My two picky kids who never like to eat the same thing both loved this dish. My daughter wanted to try enchiladas so I went with this recipe. So good, will definitely make again. Thank you!
This is my favorite enchilada recipe! Thank you!!
I made these for dinner last night. First off the filling was fabulous. But I used can green chili enchiladas sauce and corn tortillas . Corn tortillas are not easy to roll unless they are prepped with warm oil or sauce. #damndelicious
These were amazing! Even my kids, who are very picky eaters, loved it.
Just made this tonight . Boyfriend and I loved it !! Definitely a keeper . I kept the green Chili to just half the amount mentioned as we’re not too big on the heat . Turned out great . Lots of sour cream and extra verde sauce on top . Will make it again 🙂
Definitely a keeper of a recipe! Both my husband and myself loved this dish. The things I changed was instead of salsa verde, I used green chile enchilada sauce and also used gluten free flour tortillas. Dish was easy and fast to put together and so delicious! Added sour cream and cut up avocado on top and instead of putting cilantro inside, I put it on the outside (my husband hates cilantro).
I did it a little different, stewing the chicken in broth in a crock pot for a couple hours first, then combining the chicken with the green chilies, sour cream, cheese, a third of the sauce and sauteed onion, then filled the tortillas. Covered with sauce, cheese, cilantro and olive. Delish
I make a lot of chicken enchilada recipes but this is the best one that I have ever tried. The chicken mixture stays very moist and creamy. Second day leftovers were just as good.

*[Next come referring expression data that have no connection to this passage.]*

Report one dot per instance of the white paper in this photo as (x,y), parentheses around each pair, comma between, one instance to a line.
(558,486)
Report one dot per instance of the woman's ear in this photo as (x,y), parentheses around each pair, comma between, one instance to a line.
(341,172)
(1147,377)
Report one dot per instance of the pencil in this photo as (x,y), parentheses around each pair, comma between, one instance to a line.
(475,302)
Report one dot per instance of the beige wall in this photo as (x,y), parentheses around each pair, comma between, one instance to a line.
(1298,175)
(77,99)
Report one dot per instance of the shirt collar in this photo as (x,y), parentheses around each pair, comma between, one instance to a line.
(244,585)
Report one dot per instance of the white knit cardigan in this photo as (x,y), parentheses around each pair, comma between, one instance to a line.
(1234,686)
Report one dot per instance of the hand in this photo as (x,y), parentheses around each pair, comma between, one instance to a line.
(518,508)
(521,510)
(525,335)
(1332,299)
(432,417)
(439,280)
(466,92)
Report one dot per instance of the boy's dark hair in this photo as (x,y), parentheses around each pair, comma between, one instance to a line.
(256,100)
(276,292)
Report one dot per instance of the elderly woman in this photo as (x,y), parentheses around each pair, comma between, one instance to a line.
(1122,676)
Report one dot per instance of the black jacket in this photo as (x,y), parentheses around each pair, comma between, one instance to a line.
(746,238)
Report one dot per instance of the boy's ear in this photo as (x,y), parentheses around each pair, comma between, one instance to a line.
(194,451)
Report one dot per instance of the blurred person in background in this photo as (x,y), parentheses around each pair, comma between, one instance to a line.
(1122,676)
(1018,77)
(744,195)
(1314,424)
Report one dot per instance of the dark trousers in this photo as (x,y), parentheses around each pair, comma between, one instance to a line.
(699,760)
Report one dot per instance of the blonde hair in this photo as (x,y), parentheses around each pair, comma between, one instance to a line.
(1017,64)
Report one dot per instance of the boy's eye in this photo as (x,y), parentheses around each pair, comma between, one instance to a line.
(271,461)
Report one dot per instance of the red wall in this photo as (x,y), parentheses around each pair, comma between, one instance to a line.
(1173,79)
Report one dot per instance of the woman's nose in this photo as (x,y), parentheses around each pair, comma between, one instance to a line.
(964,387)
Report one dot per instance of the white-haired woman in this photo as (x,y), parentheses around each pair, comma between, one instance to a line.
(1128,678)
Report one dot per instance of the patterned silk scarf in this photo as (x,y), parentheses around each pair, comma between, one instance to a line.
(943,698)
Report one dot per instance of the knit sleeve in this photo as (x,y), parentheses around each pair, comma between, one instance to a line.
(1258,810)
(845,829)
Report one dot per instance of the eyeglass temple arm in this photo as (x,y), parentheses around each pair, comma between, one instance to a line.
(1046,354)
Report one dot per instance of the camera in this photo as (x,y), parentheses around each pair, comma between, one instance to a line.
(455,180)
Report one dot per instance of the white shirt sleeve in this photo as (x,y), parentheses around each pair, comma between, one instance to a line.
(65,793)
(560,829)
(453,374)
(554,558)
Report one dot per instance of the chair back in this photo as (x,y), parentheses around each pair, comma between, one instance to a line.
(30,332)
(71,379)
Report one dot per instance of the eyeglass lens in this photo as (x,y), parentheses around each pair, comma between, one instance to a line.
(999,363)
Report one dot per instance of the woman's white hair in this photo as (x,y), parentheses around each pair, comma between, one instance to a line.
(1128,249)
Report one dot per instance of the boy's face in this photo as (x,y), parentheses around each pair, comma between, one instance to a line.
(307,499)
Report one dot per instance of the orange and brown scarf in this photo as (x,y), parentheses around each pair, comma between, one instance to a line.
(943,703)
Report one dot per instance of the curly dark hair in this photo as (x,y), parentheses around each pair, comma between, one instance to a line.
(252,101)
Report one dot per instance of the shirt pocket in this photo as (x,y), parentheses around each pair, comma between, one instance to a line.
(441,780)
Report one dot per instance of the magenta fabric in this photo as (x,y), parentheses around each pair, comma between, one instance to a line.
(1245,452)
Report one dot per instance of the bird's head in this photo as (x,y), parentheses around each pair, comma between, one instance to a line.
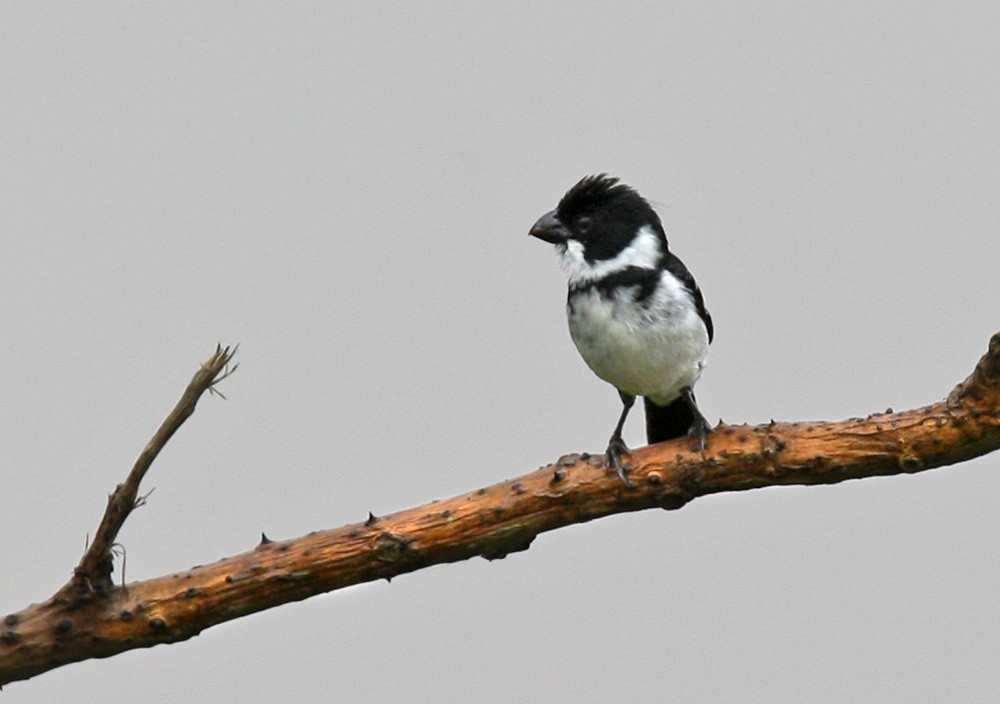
(602,226)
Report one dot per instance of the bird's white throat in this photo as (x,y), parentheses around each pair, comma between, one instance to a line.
(643,252)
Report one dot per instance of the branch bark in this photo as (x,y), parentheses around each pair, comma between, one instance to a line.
(82,622)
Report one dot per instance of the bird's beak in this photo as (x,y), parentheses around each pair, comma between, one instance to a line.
(550,229)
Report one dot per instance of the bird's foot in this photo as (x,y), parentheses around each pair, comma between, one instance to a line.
(699,430)
(616,447)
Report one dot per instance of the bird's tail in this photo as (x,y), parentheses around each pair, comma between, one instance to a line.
(668,422)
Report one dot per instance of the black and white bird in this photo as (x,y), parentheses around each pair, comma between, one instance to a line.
(635,312)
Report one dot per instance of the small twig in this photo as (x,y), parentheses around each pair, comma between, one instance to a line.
(93,574)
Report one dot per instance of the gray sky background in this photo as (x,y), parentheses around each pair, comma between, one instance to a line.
(345,189)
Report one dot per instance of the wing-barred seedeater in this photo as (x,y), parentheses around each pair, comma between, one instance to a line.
(635,312)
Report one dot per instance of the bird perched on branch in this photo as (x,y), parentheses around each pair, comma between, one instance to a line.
(635,312)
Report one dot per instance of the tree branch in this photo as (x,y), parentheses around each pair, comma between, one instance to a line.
(92,577)
(500,519)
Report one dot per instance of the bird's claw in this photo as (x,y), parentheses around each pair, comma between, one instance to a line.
(699,429)
(614,458)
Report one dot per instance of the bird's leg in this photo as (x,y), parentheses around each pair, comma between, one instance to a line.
(699,426)
(616,446)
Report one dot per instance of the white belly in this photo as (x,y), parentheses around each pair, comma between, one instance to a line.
(655,351)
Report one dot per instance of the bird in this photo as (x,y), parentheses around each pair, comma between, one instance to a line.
(635,313)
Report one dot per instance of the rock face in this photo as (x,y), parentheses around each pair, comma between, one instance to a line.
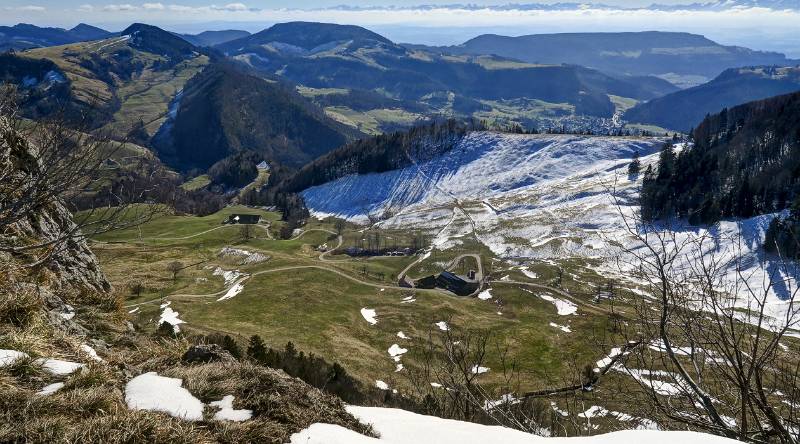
(72,266)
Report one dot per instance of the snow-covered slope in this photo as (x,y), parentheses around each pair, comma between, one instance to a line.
(401,427)
(483,164)
(541,197)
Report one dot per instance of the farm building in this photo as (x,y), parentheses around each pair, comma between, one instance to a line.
(454,283)
(247,219)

Thanks for sharing with us, Georgette!
These were OUTSTANDING! I used leftover rotisserie chicken from the slow cooker rotisserie chicken from your site and they turned out SO GOOD. My husband doesn’t like Mexican food much and he cleaned his plate and said I could keep making it – that in and of itself is amazing lol. I only used one can of diced green chilies because I didn’t want it to be too hot, and it was perfect! I never measure cheese so I’m sure I added more than it called for too. 😉 I usually feel obligated to use leftover rotisserie chicken in soups, but it’s still 96* in Texas, so I’m happy to have another alternative my whole family likes! Thanks so much!
Do you have a brand of jarred salsa verde you could recommend?
I personally love Herdez.
easy to make and lives up to the site name (dam delicious!) . 10/10
This was absolutely delicious and so easy to make! Will definitely make it again in the near future! Thanks! 🙂
This looks super yummy! One question: Did anyone notice that the flour tortillas did not hold up well? Traditionally corn tortillas are used for enchiladas. Whenever I have seen recipes with flour tortillas it does not turn out well. Really looking forward to trying this! We ate red chili enchiladas a lot when I was a kid.
sorry if this has already been asked but do we need to put foil over pan before putting into oven?!
just popped in without and followed instructions exactly! hoping for the best! they look AMAZE
Nope, no foil needed here, Jordyn. Recipes will typically specify if a cover is required. 🙂
I followed your recipe and the results were magnificent.
That’s so great to hear! Thanks for sharing, Thomas!
My husband loves these and they are so easy for a weeknight meal! Where did you get the dish you make them in? I want.
I was able to find it on Etsy! 🙂
Just made these and they were delicious and quick. I am vegetarian so I substituted sweet potatoes and black beans for chicken. I will definitely make again.